SINS OF THE FATHER
Shin Ki-nam has resigned as head of South Korea's majority Uri Party because of charges that his father collaborated with the Japanese during the colonial occupation.
Shin has admitted that his father served the Japanese occupiers, and a couple Koreans have come forth to testify that Shin the elder was a nasty piece of work:
Compounding the blow of his belated acknowledgment that his father, Shin Sang-muk, served Japan, two men came forward yesterday to say they were tortured in 1944 by Mr. Shin's father for forming a group and discussing anti-Japanese struggles. They identified Shin Sang-muk as Sergeant Kunio Shigemitsu in the Japanese military police as the official who interrogated and tortured them.While no one should be held accountable for the sins or crimes of their parents, there's a bit more to this.
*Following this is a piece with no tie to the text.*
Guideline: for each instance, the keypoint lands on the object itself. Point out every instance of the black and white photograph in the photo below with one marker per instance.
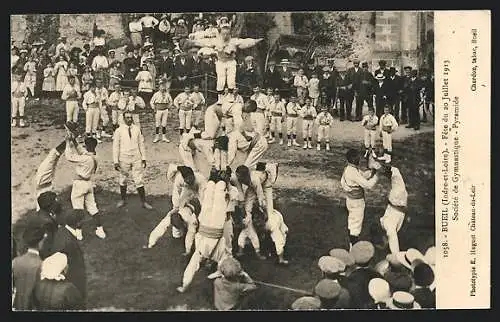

I mentioned Shin last week after he made a creepy Orwellian speech about the need to rewrite Korean history to clarify the “dark legacies from the periods of Japanese colonial period and past military rule.”
The call to rewrite history was a rather blatant attempt to force the resignation of opposition leader Park Geun-hye, daughter of the late military dictator Park Chung-hee.
Shin certainly shouldn't have resigned for anything that his father did. But, considering that he was a hypocrite who had lost all credibility, he did the right thing by quitting.